Thing #4

In EduBlog Insights, Anne Davis includes the following quote from Donald Leu:

The new literacies include the skills, strategies, and insights necessary to successfully exploit the rapidly changing information and communication technologies that continuously emerge in our world. A more precise definition of the new literacies may never be possible to achieve since their most important characteristic is that they regularly change; as new technologies for information and communication continually appear, new literacies emerge (Bruce, 1997; Leu, in press a; Reinking, 1998). Moreover, these changes often take place faster than we are able to completely evaluate them. Regular change is a defining characteristic of the new literacies.

This simple observation has profound consequences for literacy and literacy education. The continuously changing technologies of literacy mean that we must help children learn how to learn new technologies of literacy.
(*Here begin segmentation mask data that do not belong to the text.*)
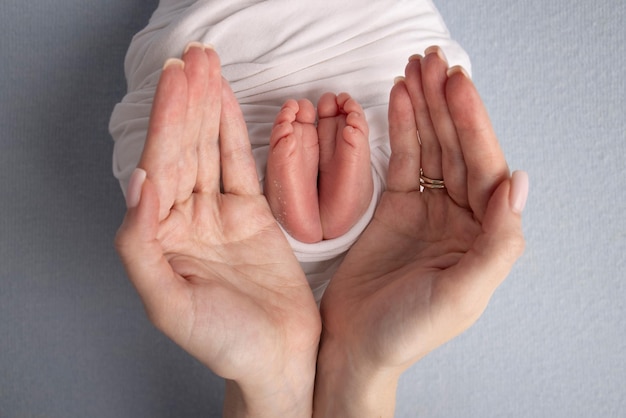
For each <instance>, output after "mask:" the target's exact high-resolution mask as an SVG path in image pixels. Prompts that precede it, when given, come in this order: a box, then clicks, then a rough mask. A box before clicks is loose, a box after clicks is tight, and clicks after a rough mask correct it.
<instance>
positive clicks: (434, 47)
mask: <svg viewBox="0 0 626 418" xmlns="http://www.w3.org/2000/svg"><path fill="white" fill-rule="evenodd" d="M424 54H425V55H429V54H437V56H438V57H439V59H441V60H442V61H443V62H445V63H447V62H448V59H447V58H446V55H445V54H444V53H443V51H442V50H441V48H439V47H438V46H437V45H433V46H429V47H428V48H426V51H424Z"/></svg>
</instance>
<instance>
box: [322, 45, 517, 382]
mask: <svg viewBox="0 0 626 418" xmlns="http://www.w3.org/2000/svg"><path fill="white" fill-rule="evenodd" d="M448 73H449V75H448ZM389 126H390V141H391V151H392V154H391V159H390V163H389V172H388V179H387V190H386V191H385V193H384V194H383V196H382V199H381V201H380V204H379V207H378V209H377V211H376V214H375V216H374V219H373V220H372V222H371V224H370V225H369V227H368V228H367V229H366V231H365V232H364V233H363V235H362V236H361V237H360V239H359V240H358V241H357V242H356V243H355V245H354V246H353V247H352V248H351V249H350V251H349V253H348V254H347V256H346V258H345V260H344V262H343V264H342V265H341V266H340V268H339V270H338V272H337V273H336V275H335V276H334V277H333V279H332V281H331V283H330V285H329V287H328V289H327V291H326V293H325V295H324V297H323V300H322V304H321V310H322V320H323V324H324V330H323V336H322V345H321V351H320V360H319V361H320V362H322V361H325V360H326V359H328V358H331V357H333V354H332V353H333V352H335V353H342V354H341V355H342V356H343V358H344V360H345V359H349V362H350V364H351V365H352V366H351V367H352V368H353V369H355V372H356V373H363V375H364V376H367V373H366V372H365V373H364V372H363V370H370V371H371V372H372V374H374V375H375V374H376V373H377V372H382V371H384V372H387V373H390V374H393V375H394V376H395V377H397V375H398V374H400V373H401V372H403V371H404V370H406V368H408V367H409V366H411V365H412V364H414V363H415V362H416V361H417V360H419V359H420V358H422V357H423V356H424V355H426V354H427V353H428V352H430V351H432V350H433V349H435V348H437V347H439V346H440V345H442V344H443V343H445V342H446V341H448V340H450V339H452V338H453V337H455V336H456V335H458V334H460V333H461V332H463V331H464V330H465V329H467V328H468V327H469V326H470V325H472V324H473V323H474V322H475V321H476V320H477V319H478V318H479V316H480V315H481V314H482V312H483V311H484V309H485V308H486V306H487V303H488V301H489V299H490V297H491V295H492V294H493V292H494V290H495V289H496V288H497V287H498V285H499V284H500V283H501V282H502V281H503V280H504V279H505V277H506V276H507V275H508V273H509V271H510V269H511V268H512V266H513V264H514V262H515V261H516V260H517V259H518V257H520V255H521V254H522V252H523V248H524V239H523V234H522V228H521V216H520V215H521V211H522V209H523V205H524V203H525V200H526V194H527V190H528V184H527V176H526V174H525V173H523V172H516V173H514V174H513V176H511V175H510V174H509V170H508V167H507V163H506V161H505V158H504V156H503V154H502V151H501V149H500V147H499V145H498V141H497V138H496V136H495V134H494V131H493V129H492V127H491V124H490V121H489V117H488V115H487V112H486V110H485V108H484V106H483V104H482V102H481V100H480V97H479V95H478V93H477V91H476V89H475V87H474V85H473V84H472V82H471V80H470V79H469V78H468V77H467V76H466V75H465V73H464V72H463V71H462V70H461V69H460V68H453V69H452V70H448V65H447V62H446V60H445V57H444V56H443V54H442V53H441V51H440V50H439V49H438V48H436V47H435V48H430V49H429V50H427V55H426V56H425V57H424V58H422V57H419V56H416V57H413V58H412V59H411V60H410V61H409V63H408V65H407V67H406V70H405V77H404V78H401V79H399V80H398V82H397V83H396V85H395V86H394V88H393V89H392V92H391V96H390V107H389ZM420 170H423V174H424V175H425V176H427V177H428V178H431V179H438V180H441V179H443V180H444V181H445V186H446V188H443V189H431V188H424V189H423V190H421V185H420ZM326 347H329V348H326ZM336 355H338V354H336ZM335 364H337V362H335ZM320 366H321V365H320ZM320 366H318V367H320ZM321 369H323V368H321ZM356 369H360V371H357V370H356ZM316 390H317V389H316Z"/></svg>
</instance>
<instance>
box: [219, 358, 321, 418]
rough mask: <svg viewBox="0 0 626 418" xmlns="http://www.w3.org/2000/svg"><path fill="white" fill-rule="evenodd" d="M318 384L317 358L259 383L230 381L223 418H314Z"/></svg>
mask: <svg viewBox="0 0 626 418" xmlns="http://www.w3.org/2000/svg"><path fill="white" fill-rule="evenodd" d="M314 380H315V357H313V358H312V359H311V360H310V361H308V362H306V363H301V364H299V365H298V367H293V368H292V367H290V368H289V371H285V372H284V373H282V374H280V375H278V376H277V375H275V374H271V376H270V373H268V375H266V376H264V377H263V379H260V380H259V381H256V382H250V381H246V382H238V381H234V380H228V379H227V380H226V393H225V397H224V411H223V416H224V417H226V418H240V417H241V418H243V417H254V418H263V417H280V416H284V417H294V418H300V417H306V418H310V417H311V414H312V408H313V388H314Z"/></svg>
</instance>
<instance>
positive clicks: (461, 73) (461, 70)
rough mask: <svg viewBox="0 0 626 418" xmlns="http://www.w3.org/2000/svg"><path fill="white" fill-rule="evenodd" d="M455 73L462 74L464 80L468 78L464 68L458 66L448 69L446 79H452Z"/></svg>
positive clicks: (452, 67)
mask: <svg viewBox="0 0 626 418" xmlns="http://www.w3.org/2000/svg"><path fill="white" fill-rule="evenodd" d="M456 73H461V74H463V75H464V76H465V77H466V78H470V76H469V74H468V73H467V71H465V68H463V67H461V66H460V65H455V66H454V67H450V68H449V69H448V72H447V74H448V77H452V76H453V75H454V74H456Z"/></svg>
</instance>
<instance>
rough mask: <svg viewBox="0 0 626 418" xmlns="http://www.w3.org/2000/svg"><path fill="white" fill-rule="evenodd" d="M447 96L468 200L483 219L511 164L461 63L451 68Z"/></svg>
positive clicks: (446, 89)
mask: <svg viewBox="0 0 626 418" xmlns="http://www.w3.org/2000/svg"><path fill="white" fill-rule="evenodd" d="M446 96H447V99H448V106H449V110H450V114H451V115H452V120H453V121H454V124H455V127H456V131H457V134H458V136H459V143H460V145H461V150H462V152H463V158H464V160H465V164H466V166H467V189H468V190H467V192H468V200H469V204H470V207H471V208H472V210H473V212H474V214H475V215H476V217H477V218H478V219H479V220H481V221H482V219H483V217H484V215H485V212H486V210H487V203H488V202H489V199H490V198H491V196H492V195H493V193H494V191H495V189H496V188H497V187H498V185H500V183H502V181H503V180H505V179H507V178H508V177H509V168H508V165H507V163H506V159H505V158H504V154H503V152H502V149H501V148H500V144H499V142H498V138H497V136H496V134H495V132H494V130H493V127H492V125H491V120H490V119H489V115H488V113H487V109H486V108H485V106H484V104H483V102H482V100H481V98H480V96H479V94H478V91H477V90H476V87H475V86H474V83H472V81H471V80H470V79H469V77H467V75H466V74H465V73H464V72H463V70H462V69H461V68H460V67H454V68H452V69H451V71H450V76H449V79H448V83H447V85H446Z"/></svg>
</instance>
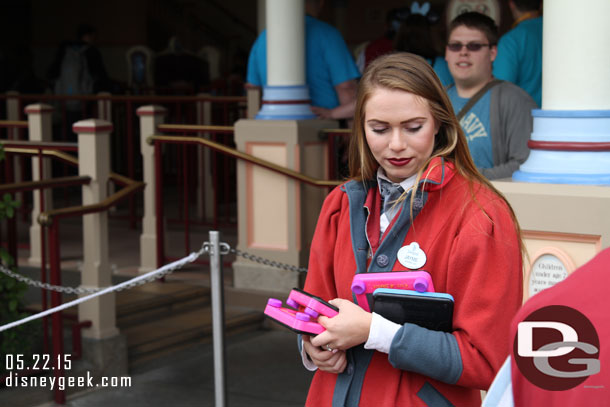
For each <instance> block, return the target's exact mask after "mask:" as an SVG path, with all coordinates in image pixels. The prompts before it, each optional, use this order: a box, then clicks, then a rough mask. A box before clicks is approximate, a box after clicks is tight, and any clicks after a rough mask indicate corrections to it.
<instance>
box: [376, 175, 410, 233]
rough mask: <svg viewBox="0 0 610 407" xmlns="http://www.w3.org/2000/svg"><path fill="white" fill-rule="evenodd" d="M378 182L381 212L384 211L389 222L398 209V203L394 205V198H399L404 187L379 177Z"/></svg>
mask: <svg viewBox="0 0 610 407" xmlns="http://www.w3.org/2000/svg"><path fill="white" fill-rule="evenodd" d="M379 182H380V186H381V199H382V200H383V207H382V208H383V210H382V212H381V213H382V214H384V213H385V214H386V216H387V218H388V220H389V221H390V222H391V221H392V219H393V218H394V216H395V215H396V213H397V212H398V209H399V205H396V200H398V198H400V196H401V195H402V193H403V192H404V189H403V188H402V187H401V186H400V184H393V183H391V182H389V181H386V180H384V179H383V178H380V179H379Z"/></svg>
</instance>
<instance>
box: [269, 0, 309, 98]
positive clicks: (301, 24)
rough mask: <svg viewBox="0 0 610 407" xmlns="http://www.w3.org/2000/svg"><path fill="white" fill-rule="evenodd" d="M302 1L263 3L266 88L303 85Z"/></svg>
mask: <svg viewBox="0 0 610 407" xmlns="http://www.w3.org/2000/svg"><path fill="white" fill-rule="evenodd" d="M304 10H305V3H304V0H291V1H286V0H267V13H266V16H267V85H269V86H293V85H304V84H305V11H304Z"/></svg>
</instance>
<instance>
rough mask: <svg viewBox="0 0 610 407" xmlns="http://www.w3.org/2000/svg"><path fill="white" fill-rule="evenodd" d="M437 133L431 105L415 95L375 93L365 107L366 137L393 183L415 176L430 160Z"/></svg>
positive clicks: (405, 93) (371, 94)
mask: <svg viewBox="0 0 610 407" xmlns="http://www.w3.org/2000/svg"><path fill="white" fill-rule="evenodd" d="M437 132H438V125H437V123H436V120H434V118H433V117H432V113H431V112H430V108H429V107H428V101H427V100H426V99H424V98H422V97H420V96H416V95H414V94H413V93H409V92H405V91H402V90H391V89H387V88H383V87H376V88H374V89H373V92H372V93H371V96H370V97H369V99H368V101H367V102H366V104H365V106H364V134H365V135H366V142H367V143H368V145H369V148H370V149H371V152H372V153H373V156H374V157H375V160H377V162H378V163H379V165H381V167H382V168H383V169H384V170H385V173H386V175H387V177H388V178H389V179H390V180H391V181H392V182H396V183H398V182H401V181H403V180H405V179H406V178H409V177H410V176H412V175H414V174H415V173H416V172H417V171H418V170H419V169H420V168H421V167H422V166H423V165H424V163H425V162H426V161H427V160H428V158H430V156H431V155H432V150H433V148H434V137H435V135H436V133H437Z"/></svg>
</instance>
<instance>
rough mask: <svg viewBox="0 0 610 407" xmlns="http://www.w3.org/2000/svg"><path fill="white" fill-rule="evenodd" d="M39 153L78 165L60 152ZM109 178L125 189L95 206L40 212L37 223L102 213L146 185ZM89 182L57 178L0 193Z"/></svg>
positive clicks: (73, 161) (138, 183)
mask: <svg viewBox="0 0 610 407" xmlns="http://www.w3.org/2000/svg"><path fill="white" fill-rule="evenodd" d="M39 144H40V143H39ZM63 144H69V143H63ZM4 151H5V152H9V153H18V154H32V155H38V154H39V150H37V149H35V148H15V147H6V148H5V149H4ZM40 153H41V154H42V155H45V156H51V157H57V158H59V159H61V160H64V161H67V162H69V163H71V164H74V165H78V158H77V157H74V156H73V155H71V154H66V153H63V152H61V151H56V150H47V149H42V150H40ZM109 178H110V179H111V180H113V181H115V182H117V183H120V184H123V185H124V186H125V188H123V189H121V190H119V191H117V192H115V193H114V194H112V195H110V196H109V197H107V198H106V199H104V200H103V201H102V202H99V203H97V204H92V205H84V206H71V207H68V208H61V209H55V210H52V211H48V212H41V213H40V215H38V223H40V224H41V225H44V226H48V225H50V224H51V223H52V222H53V219H54V218H63V217H67V216H70V215H76V214H80V215H84V214H87V213H93V212H100V211H103V210H105V209H108V208H110V207H111V206H113V205H114V204H116V203H117V202H118V201H120V200H121V199H123V198H125V197H126V196H129V195H131V194H132V193H134V192H136V191H137V190H139V189H142V188H144V186H145V185H146V184H145V183H144V182H140V181H134V180H132V179H130V178H128V177H125V176H123V175H120V174H117V173H114V172H111V173H110V174H109ZM79 181H80V182H79ZM82 181H87V182H82ZM90 181H91V179H90V177H87V176H74V177H62V178H60V179H59V181H57V178H56V179H54V180H53V179H51V180H42V181H29V182H23V183H20V184H8V185H4V186H1V187H0V191H3V190H4V188H7V189H8V188H13V189H16V188H15V186H16V185H21V186H22V187H23V188H24V189H23V190H30V189H42V188H47V187H53V186H61V185H65V184H68V183H74V184H77V183H82V184H86V183H88V182H90Z"/></svg>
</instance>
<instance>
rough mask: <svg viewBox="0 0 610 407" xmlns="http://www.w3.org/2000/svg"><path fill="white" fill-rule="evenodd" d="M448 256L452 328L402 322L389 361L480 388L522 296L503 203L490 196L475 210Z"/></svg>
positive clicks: (493, 361)
mask: <svg viewBox="0 0 610 407" xmlns="http://www.w3.org/2000/svg"><path fill="white" fill-rule="evenodd" d="M449 256H450V257H449V263H448V264H449V265H448V268H449V269H448V271H447V275H448V281H447V291H448V292H449V293H450V294H451V295H452V296H453V297H454V299H455V310H454V317H453V329H454V331H453V332H452V333H445V332H438V331H431V330H428V329H425V328H421V327H419V326H416V325H413V324H405V325H404V326H403V327H402V328H401V329H400V330H399V331H398V333H397V334H396V336H395V337H394V339H393V341H392V345H391V348H390V353H389V361H390V363H391V364H392V365H393V366H394V367H396V368H399V369H403V370H408V371H413V372H417V373H420V374H423V375H426V376H428V377H431V378H433V379H436V380H440V381H443V382H445V383H449V384H457V385H459V386H464V387H470V388H478V389H486V388H487V387H489V385H490V384H491V381H492V379H493V377H494V375H495V372H496V371H497V370H498V369H499V368H500V366H501V365H502V362H503V360H504V359H505V358H506V355H507V354H508V349H507V347H506V346H505V344H506V343H507V337H508V332H509V325H510V321H511V318H512V316H513V315H514V314H515V312H516V311H517V309H518V308H519V306H520V304H521V298H522V271H521V252H520V248H519V241H518V238H517V234H516V231H515V227H514V223H513V222H512V219H511V218H510V215H509V212H508V209H507V207H506V205H505V204H504V203H503V202H502V201H499V200H495V201H491V202H489V203H488V204H487V205H486V206H485V207H484V210H483V209H482V208H479V210H475V211H474V215H473V216H472V217H471V218H470V219H469V220H468V222H467V223H465V224H464V226H463V227H462V229H461V231H460V233H459V234H458V235H457V236H456V237H455V239H454V242H453V245H452V247H451V252H450V253H449Z"/></svg>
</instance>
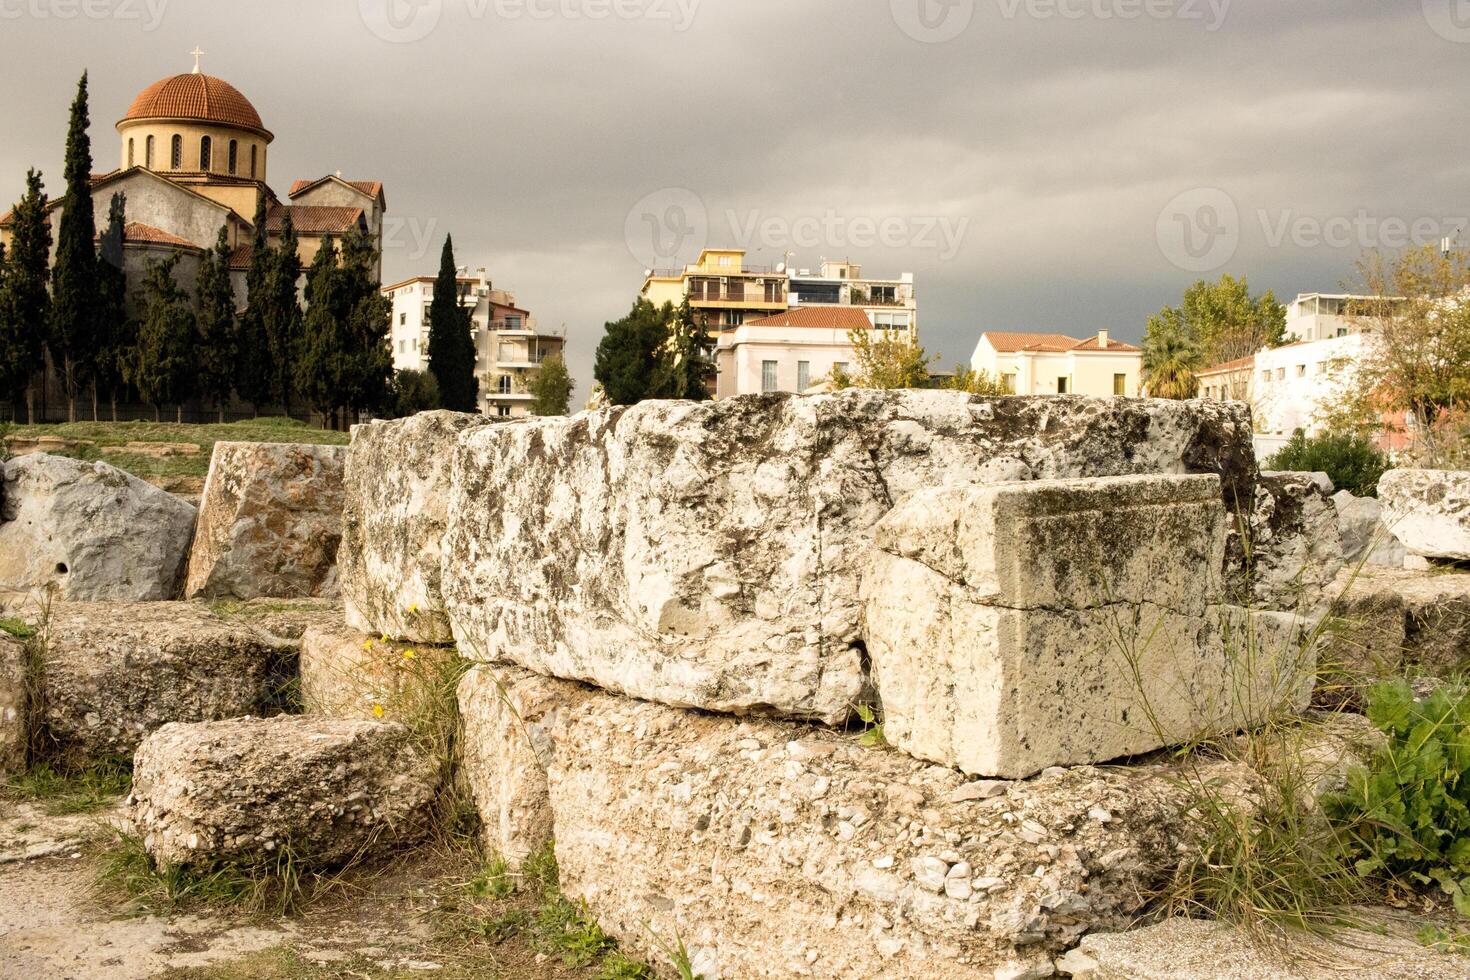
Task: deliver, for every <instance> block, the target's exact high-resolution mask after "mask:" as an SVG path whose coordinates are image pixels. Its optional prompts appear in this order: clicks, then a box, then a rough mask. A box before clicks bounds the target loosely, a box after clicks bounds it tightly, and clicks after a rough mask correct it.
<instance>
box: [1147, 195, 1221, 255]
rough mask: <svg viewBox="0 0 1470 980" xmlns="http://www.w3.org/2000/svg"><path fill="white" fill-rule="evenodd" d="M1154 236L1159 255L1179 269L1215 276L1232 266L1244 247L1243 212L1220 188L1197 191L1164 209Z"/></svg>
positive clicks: (1157, 223)
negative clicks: (1236, 248) (1213, 274)
mask: <svg viewBox="0 0 1470 980" xmlns="http://www.w3.org/2000/svg"><path fill="white" fill-rule="evenodd" d="M1154 235H1155V239H1157V241H1158V251H1160V253H1163V256H1164V259H1167V260H1169V262H1170V263H1173V264H1175V266H1177V267H1180V269H1183V270H1185V272H1211V270H1214V269H1219V267H1220V266H1223V264H1225V263H1227V262H1230V259H1233V257H1235V250H1236V248H1239V247H1241V210H1239V207H1236V204H1235V198H1232V197H1230V195H1229V194H1226V192H1225V191H1222V190H1220V188H1217V187H1200V188H1194V190H1191V191H1185V192H1183V194H1179V195H1176V197H1175V198H1173V200H1172V201H1169V204H1166V206H1164V210H1161V212H1160V213H1158V222H1157V223H1155V226H1154Z"/></svg>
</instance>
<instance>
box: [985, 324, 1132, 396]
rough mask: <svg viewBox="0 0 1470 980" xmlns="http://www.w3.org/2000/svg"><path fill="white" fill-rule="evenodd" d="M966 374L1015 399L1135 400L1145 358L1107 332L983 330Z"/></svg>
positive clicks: (1124, 343) (1125, 344) (1131, 345)
mask: <svg viewBox="0 0 1470 980" xmlns="http://www.w3.org/2000/svg"><path fill="white" fill-rule="evenodd" d="M970 369H972V370H978V372H980V370H983V372H986V373H988V375H989V376H991V378H997V379H1000V382H1001V383H1003V385H1005V388H1007V389H1008V391H1011V392H1014V394H1017V395H1126V397H1138V394H1139V389H1141V386H1142V375H1144V353H1142V351H1141V350H1139V348H1136V347H1133V345H1132V344H1125V342H1122V341H1114V339H1111V338H1108V334H1107V331H1098V332H1097V335H1095V336H1089V338H1086V339H1078V338H1075V336H1067V335H1066V334H1013V332H1004V331H986V332H983V334H980V341H979V344H976V345H975V354H973V356H972V357H970Z"/></svg>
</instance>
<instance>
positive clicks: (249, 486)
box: [185, 442, 347, 599]
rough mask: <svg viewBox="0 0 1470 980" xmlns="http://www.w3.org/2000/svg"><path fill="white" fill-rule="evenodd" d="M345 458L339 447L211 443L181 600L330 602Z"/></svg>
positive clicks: (333, 589) (339, 516) (260, 444)
mask: <svg viewBox="0 0 1470 980" xmlns="http://www.w3.org/2000/svg"><path fill="white" fill-rule="evenodd" d="M345 455H347V448H345V447H341V445H297V444H268V442H216V444H215V457H213V458H212V460H210V464H209V478H207V479H206V480H204V498H203V501H201V504H200V513H198V532H197V533H196V535H194V548H193V551H191V552H190V560H188V580H187V583H185V595H187V597H188V598H198V597H203V598H240V599H253V598H259V597H279V598H293V597H329V595H335V592H337V548H338V542H340V541H341V533H343V530H341V525H343V458H344V457H345Z"/></svg>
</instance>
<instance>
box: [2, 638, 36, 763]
mask: <svg viewBox="0 0 1470 980" xmlns="http://www.w3.org/2000/svg"><path fill="white" fill-rule="evenodd" d="M28 663H29V657H28V652H26V646H25V644H22V642H21V641H18V639H15V638H13V636H10V635H9V633H6V632H3V630H0V777H4V776H7V774H10V773H19V771H21V770H22V768H25V751H26V743H28V741H29V727H28V723H29V721H28V718H29V716H28V710H29V704H31V698H29V685H28V670H26V664H28Z"/></svg>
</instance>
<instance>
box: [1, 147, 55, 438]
mask: <svg viewBox="0 0 1470 980" xmlns="http://www.w3.org/2000/svg"><path fill="white" fill-rule="evenodd" d="M10 216H12V220H13V225H12V229H10V250H9V253H7V256H6V263H4V272H3V275H0V388H3V389H4V391H19V389H22V388H24V389H25V420H26V422H28V423H34V422H35V383H34V381H35V378H37V376H38V375H40V373H41V370H44V367H46V331H47V326H49V322H50V314H51V295H50V292H49V291H47V288H46V281H47V269H49V266H50V260H51V228H50V225H47V223H46V190H44V188H43V184H41V173H40V172H38V170H31V172H28V173H26V175H25V195H24V197H22V198H21V200H19V203H16V206H15V209H13V212H12V215H10Z"/></svg>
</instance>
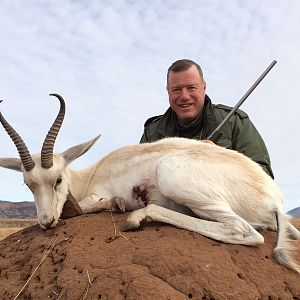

In fact, the ability to learn continuously changing technologies for literacy may be a more critical target than learning any particular technology of literacy itself.

Leu uses the word “literacy” a lot, so I think it might be useful to define it so we’re all on the same page.  The OED defines literacy as “The quality, condition, or state of being literate; the ability to read and write” and “In extended use (usually with modifying word): The ability to ‘read’ a specified subject or medium; competence or knowledge in a particular area.”  Literacy is not relegated to the English classroom; literacy is the ability to “read” texts, and a text can be anything.  A website, the way I dress, the design of a room, a book cover, a CD insert, the blanket I choose for my bed are all texts to be read – they all create meaning.  The math classroom, the way it is set-up, the way the teacher presents herself and communicates are all pieces of a text that work together to create meaning:  how the teacher feels about her subject and her students, how the students can read that feeling and be excited (or not so excited) about the learning process in that room.  Everything we do communicates, and we need to teach our students the ability to read many types of communication.  When a student accesses a website, which is often, the student needs to have the literacy skills to read that website, to gather its implicit messages, to see whether the website is created by a credible source, to be able to glean what the website wants the student to believe, and be able to engage with those messages critically.  To teach our students critical engagement with rather than passive consumption of the world around them, we need to teach them literacies, or as David Leu refers to it, the “new literacies” that  “include the skills, strategies, and insights necessary to successfully exploit the rapidly changing information and communication technologies that continuously emerge in our world.”  I don’t love the word “exploit” – so utilitarian – but I do like the words “engage with” with suggest an active, critical mind that can understand the implicit meanings in any given text and evaluate that meaning as valid or invalid, true or false or a mixture of the two.

Another helpful quote –

“It is not just a matter of transferring classroom writing into digital spaces. Teachers need to address writing for a public audience, how to cite and link and why, how to use the comment tool in pedagogical ways, how to read web materials more efficiently as well as explore other ways to consider pedagogical uses of blogs. Blogging requires us to teach students to critically engage media. Students need instruction on how to become efficient navigators in these digital spaces where they will be obtaining a majority of their information….Blogs foster ownership and choice. They help lead us away from students trying to find what the teacher wants in terms of an answer.” Anne Davis, EduBlog Insights

This chunk of text helps me understand more of blogging’s usefulness – why would we write on a blog rather than on paper, I wonder?  Davis makes the helpful (and cited around the edu-blogosphere point) that blogging is “not just a matter of transferring classroom writing into a digital space.”  Blogging can help students become aware that when one writes one is always writing for an audience (a potentially global one), that media is more than something to passively consume.  It can help us teach our students how to be active and thoughtful citizens, and they can be excited about that because the feedback they might get on their blogging could come from voices all over the world.  Bo Adams talks about that encouraging phenomenon in It’s All About Learning: “If we truly  are preparing students to lead and serve in a changing world, then we should teach students to utilize respectfully and responsibly the methods and processes that can be used in an engaged and purposeful citizenry.”

Final thought:  it seems that some of these blogs feature educators reflecting on theories and ideas, others are about the daily activities, successes, and failures in the actual classroom.  Others have student collaboration.  It seems like one could potentially run several different blogs.  Is it better to separate these purposes across several different blogs or put them all into one and use tagging to differentiate the various types of posts?  Thoughts?